The death of summer

summerfrenzy_Tina Pai
Tina Pai/Staff

Sunny days, ice cream cones and a chance to finally relax. With three months of freedom ahead of us, we long to make up for all the missed hours of sleep, to spend days enveloped in the sweet and salty aura of the beach, to travel, to have adventures.

Summer. It’s the best time of the year. Anticipated by countdowns on our calendars, summer months mean midnight drives and cotton-candy-colored sunsets.

Yet for many UC Berkeley students, the summer we once visualized and yearned for is now substituted with long hours of research, classes or intensive projects. It’s no secret that the UC Berkeley summer isn’t about sunshine and kicking back — it’s a time for students to work full-time jobs and internships that feed into potential careers. The hype of summer is there, as are the longer days and warmer weather, but when the school year ends and UC Berkeley students sign up for more and more commitments, our carefree summers begin to look a whole lot like the school year. In some sense, where did real summer go?
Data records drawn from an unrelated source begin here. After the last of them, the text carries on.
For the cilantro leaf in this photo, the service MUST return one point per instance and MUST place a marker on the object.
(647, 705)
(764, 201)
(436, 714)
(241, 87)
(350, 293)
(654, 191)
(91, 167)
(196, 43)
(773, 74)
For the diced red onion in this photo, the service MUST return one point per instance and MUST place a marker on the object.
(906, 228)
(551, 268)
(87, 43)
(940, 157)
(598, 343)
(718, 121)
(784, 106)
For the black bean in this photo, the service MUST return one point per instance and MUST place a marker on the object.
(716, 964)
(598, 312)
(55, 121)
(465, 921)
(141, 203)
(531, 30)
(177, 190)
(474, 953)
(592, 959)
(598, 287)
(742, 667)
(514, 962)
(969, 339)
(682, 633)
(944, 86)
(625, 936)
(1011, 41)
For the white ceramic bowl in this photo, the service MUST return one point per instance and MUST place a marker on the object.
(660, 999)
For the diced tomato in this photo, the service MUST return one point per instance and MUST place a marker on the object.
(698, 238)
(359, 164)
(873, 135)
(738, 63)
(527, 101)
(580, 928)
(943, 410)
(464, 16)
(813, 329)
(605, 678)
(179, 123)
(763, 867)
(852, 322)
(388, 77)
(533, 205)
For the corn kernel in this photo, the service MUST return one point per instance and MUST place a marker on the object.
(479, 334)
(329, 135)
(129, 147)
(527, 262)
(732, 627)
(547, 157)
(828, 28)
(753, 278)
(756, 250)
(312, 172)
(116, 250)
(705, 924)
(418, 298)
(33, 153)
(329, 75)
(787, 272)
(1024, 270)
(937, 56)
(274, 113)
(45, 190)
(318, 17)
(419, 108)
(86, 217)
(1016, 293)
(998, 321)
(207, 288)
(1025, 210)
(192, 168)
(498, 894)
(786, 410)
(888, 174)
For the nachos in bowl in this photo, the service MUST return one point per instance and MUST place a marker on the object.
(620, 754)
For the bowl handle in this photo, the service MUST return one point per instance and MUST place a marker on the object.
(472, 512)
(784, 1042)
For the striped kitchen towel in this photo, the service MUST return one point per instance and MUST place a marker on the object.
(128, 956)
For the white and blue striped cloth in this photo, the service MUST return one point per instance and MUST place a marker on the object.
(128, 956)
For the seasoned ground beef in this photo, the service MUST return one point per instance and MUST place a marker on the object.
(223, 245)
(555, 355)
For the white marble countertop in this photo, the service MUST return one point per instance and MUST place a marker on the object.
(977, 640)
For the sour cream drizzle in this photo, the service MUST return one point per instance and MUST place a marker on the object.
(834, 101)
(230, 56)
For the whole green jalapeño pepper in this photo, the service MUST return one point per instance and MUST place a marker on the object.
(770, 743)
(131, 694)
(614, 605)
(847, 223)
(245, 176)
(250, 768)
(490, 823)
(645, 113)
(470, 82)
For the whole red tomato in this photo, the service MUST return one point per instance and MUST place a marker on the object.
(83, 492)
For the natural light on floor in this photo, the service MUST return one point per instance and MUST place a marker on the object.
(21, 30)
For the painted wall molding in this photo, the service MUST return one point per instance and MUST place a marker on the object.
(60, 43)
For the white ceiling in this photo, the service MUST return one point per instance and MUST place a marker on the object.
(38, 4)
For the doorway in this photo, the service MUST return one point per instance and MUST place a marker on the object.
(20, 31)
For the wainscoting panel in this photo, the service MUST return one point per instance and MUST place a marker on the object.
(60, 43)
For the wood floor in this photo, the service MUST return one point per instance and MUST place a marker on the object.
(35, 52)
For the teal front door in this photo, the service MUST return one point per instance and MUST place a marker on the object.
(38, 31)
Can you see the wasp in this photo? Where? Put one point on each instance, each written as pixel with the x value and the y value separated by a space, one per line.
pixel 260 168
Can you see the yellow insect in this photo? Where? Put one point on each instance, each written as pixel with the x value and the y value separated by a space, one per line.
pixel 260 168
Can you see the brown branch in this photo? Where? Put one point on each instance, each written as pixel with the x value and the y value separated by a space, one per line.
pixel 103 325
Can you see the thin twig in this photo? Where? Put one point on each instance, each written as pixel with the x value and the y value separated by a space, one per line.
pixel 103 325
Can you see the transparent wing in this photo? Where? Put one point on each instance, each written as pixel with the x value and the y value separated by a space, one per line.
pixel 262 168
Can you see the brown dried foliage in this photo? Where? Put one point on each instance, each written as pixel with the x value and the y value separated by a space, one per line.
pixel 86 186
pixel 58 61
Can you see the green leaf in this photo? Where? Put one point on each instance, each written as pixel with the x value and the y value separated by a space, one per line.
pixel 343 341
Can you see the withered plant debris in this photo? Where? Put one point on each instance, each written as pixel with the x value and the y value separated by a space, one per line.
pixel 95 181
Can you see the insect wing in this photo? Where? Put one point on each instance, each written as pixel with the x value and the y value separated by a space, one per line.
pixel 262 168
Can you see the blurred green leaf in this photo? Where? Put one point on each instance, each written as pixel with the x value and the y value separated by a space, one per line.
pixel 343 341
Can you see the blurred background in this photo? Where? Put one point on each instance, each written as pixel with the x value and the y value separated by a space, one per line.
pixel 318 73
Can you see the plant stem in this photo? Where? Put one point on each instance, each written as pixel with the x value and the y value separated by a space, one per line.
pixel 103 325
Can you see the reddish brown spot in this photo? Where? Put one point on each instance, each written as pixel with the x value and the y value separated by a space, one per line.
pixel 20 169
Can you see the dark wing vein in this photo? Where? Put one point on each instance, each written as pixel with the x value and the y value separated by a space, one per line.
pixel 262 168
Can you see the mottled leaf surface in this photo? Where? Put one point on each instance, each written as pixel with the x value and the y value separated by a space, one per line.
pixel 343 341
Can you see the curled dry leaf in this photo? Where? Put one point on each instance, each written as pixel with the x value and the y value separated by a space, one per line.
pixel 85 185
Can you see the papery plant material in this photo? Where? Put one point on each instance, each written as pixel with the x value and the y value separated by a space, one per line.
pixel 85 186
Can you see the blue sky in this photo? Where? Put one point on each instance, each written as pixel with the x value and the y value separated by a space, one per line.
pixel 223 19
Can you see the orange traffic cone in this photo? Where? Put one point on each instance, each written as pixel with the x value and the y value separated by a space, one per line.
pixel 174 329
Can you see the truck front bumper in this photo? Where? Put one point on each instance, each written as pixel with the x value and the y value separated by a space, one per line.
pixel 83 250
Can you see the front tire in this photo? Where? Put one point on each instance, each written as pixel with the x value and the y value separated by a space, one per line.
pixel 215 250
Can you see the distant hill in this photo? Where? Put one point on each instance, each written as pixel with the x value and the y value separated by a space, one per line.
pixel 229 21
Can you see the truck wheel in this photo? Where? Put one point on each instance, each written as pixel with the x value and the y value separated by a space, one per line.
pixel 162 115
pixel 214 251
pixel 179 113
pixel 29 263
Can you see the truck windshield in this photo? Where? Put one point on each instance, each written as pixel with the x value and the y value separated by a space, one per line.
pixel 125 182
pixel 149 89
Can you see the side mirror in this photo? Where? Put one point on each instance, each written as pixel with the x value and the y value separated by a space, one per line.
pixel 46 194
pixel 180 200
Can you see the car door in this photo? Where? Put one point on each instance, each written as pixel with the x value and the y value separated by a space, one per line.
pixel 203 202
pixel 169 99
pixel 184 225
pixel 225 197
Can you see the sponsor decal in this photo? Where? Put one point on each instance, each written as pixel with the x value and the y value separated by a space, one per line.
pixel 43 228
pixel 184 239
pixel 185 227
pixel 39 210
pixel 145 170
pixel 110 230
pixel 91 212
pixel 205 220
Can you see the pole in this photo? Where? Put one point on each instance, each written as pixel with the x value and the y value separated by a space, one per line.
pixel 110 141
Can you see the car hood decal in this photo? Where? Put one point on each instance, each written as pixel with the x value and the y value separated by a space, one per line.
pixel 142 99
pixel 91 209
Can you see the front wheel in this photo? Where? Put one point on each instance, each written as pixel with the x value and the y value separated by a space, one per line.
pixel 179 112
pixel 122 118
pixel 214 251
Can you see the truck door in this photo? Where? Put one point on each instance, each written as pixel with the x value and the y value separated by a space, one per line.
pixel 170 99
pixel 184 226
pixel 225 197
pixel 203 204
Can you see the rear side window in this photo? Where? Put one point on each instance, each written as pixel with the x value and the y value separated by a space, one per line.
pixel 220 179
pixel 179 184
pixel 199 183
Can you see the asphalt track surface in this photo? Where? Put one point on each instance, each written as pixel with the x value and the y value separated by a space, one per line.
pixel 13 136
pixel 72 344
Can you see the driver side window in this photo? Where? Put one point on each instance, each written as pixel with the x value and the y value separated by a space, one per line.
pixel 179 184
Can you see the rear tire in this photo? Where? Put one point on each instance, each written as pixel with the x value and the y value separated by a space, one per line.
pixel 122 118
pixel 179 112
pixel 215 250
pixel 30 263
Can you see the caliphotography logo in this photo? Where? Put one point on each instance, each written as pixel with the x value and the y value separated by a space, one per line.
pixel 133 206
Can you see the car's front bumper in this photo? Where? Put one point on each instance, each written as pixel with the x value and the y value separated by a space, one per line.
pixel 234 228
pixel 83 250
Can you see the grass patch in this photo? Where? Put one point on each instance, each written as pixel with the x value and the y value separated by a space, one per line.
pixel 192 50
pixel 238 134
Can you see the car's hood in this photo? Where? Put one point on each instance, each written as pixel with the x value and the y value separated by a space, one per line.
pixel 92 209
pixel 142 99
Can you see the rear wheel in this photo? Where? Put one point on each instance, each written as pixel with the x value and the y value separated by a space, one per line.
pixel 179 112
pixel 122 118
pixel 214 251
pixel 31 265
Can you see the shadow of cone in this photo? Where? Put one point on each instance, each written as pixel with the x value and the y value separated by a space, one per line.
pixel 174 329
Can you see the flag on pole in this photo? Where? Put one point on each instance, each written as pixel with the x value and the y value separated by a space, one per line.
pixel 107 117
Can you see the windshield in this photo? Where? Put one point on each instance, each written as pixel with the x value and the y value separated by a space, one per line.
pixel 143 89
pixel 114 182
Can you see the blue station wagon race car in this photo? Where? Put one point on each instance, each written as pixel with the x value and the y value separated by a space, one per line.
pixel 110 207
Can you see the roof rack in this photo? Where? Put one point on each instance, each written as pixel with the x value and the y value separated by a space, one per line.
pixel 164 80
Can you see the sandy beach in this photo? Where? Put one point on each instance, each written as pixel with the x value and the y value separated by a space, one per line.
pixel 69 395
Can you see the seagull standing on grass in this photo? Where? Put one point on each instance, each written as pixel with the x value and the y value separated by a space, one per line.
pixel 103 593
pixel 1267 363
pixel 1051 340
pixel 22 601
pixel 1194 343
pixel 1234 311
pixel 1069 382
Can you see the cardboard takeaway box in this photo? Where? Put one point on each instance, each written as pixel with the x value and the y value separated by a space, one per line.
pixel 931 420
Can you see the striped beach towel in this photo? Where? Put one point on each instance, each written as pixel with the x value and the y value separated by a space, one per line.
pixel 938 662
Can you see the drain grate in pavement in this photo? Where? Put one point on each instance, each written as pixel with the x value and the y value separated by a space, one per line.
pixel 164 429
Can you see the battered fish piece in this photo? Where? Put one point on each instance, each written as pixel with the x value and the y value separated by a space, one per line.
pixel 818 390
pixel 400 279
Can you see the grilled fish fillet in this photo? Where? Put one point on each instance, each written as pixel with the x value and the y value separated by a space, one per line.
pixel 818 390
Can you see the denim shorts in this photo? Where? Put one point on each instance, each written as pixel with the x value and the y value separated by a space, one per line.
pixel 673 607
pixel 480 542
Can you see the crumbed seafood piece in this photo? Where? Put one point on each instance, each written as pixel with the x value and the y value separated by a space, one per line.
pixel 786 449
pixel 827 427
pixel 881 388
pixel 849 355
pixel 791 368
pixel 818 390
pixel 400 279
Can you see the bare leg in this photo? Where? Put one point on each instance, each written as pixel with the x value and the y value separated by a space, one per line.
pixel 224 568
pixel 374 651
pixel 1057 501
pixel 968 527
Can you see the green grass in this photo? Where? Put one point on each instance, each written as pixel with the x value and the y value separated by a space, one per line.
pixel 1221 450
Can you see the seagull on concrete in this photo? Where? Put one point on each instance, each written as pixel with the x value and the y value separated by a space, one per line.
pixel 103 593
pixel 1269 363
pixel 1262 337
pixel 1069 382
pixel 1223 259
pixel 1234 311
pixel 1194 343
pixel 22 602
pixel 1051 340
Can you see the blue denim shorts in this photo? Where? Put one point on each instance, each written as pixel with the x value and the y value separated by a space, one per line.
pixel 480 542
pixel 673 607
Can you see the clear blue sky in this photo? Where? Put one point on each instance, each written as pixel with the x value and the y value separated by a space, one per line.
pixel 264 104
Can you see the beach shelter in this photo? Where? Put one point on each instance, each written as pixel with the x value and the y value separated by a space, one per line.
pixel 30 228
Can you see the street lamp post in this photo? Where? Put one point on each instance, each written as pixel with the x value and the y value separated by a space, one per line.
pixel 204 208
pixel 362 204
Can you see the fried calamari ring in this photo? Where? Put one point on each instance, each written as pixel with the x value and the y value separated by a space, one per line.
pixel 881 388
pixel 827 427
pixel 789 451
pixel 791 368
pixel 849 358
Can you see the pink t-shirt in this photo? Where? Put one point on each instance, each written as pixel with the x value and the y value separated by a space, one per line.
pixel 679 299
According to a Slate article titled “Do Kids Need a Summer Vacation?,” in the early 19th century United States, the school year consisted of five or six months split mainly between the summer and winter. In the 20th century, however, public officials and reformers took the initiative to lengthen the academic year, thus creating a break from school in the summer months. But in today’s hypercompetitive academic and professional environments, this time is hardly a change of pace from the school year.

This new version of “summer” is so ingrained in our culture that, as students, we hardly stop to ask why we’re jam-packing our free time with activities in the first place. In high school, each summer presents a looming challenge: How do I impress college admissions? What will make me stand out? Once we actually get in, the burden of summer doesn’t disappear — it just morphs. We worry about impressing graduate schools, future employers, even our fellow classmates. In comparison, the school year begins to look like a relief.

I spoke to 20 UC Berkeley students about how they made use of this past summer, hardly expecting that any of them would have dared to spend the summer lounging on the couch or daydreaming. I was pretty near correct: 16 replied that they had taken part in an internship, had a job or took summer classes. Only four traveled or took the time to relax. On both sides, students pondered why their summer had mattered and if they had even stopped to question it. For some, summer was just a natural extension of the school year.

A productive summer is no sin. Many students need to take advantage of the time away from class to work and support themselves. Others genuinely want to feel productive. But the mentality behind the UC Berkeley summer can be far more troubling — a culture that often values prestigious positions and scorns experiences not directly focused on academic or professional development.

“It is really interesting how the tables have turned. When we were younger, we dreaded school, and summer was more fun,” said Faraz Fatemi, a UC Berkeley senior who interned as a product marketing manager in Microsoft’s Cloud and Enterprise Division this summer. “Now summer is when we are doing real work, whereas the school year in Berkeley, with all our friends, is much more fun.”

I’ve experienced this tension myself. Now heading into my sophomore year at UC Berkeley, I am finding that I spend the school year devoting the majority of my time to maintaining my grades and doing well in my classes. I have little to no time to pursue the wide range of extracurriculars that might supplement my major, and the best way to fit everything in is to pursue new opportunities during the summer.

I did my best to maintain a healthy balance. Spending weekdays pinned in the lab doing research, I spent my nights and weekends tackling items on my bucket list. I came out of three busy months satisfied but not refreshed. I could tell my classmates that I was productive, I could add some things to my resume, but I couldn’t say that I had spent time contemplating the big questions outside my career goals or next semester’s schedule — questions about what makes me happiest or how I could change my approach to my second year at UC Berkeley.

Summer may not exist as it once was, and maybe it’s better that it doesn’t. But it can still live on as a state of mind — a space away from the hustle and bustle where we can take a breath and think about why we spend all of this time running from one obligation to the next. Instead of waiting for a summer that never really comes, we can embody it. That may be the best way to spend our summers after all.